On February 3, 2016, Vermont’s Secretary of Agriculture, Chuck Ross, decided that best management practices (BMPs) are necessary in the Missisquoi Basin to achieve compliance with Vermont’s water quality goals. The decision came in response to a petition from the Conservation Law Foundation (CLF) to require mandatory BMPs. LCC has actively supported the CLF petition.

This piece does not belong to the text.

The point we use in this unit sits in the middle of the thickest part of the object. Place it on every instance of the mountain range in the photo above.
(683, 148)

The Secretary's recent decision is a reversal from a previous decision.

“Since my initial decision, Vermont has adopted landmark water quality legislation, Act 64, the Vermont Clean Water Act” said Ross.  “The Agency . . . has responded to this directive from our lawmakers, and my Revised Decision contains a framework under which the Agency of Agriculture and Vermont farmers will continue to work together to improve agricultural water quality in the Missisquoi Bay Basin.”

In his revised decision, the Secretary determined that BMPs are generally necessary on farms in the Missisquoi Bay Basin watershed to achieve compliance with state water quality goals. BMPs are site specific conservation practices beyond those required by the Required Agricultural Practices (RAPs) regulations.  Missisquoi Bay, with less than 1% of the lake’s water receives 22.6% of the total phosphorus load for Lake Champlain; only the Main Lake receives more.

The Revised Decision provides a framework for farm-specific development and implementation of a plan to address water quality issues where needed.  Farm assessments may conclude that practices required by the RAPs are sufficient to protect water quality and that BMPs may not be required due to a specific characteristic or management.

“Secretary Ross has made the right decision on this petition,” said Lori Fisher, LCC Executive Director. “Years of waiting for clean water have shown that voluntary implementation of BMPs is insufficient. We hope to see mandatory application of BMPs applied to other watersheds around the Basin.”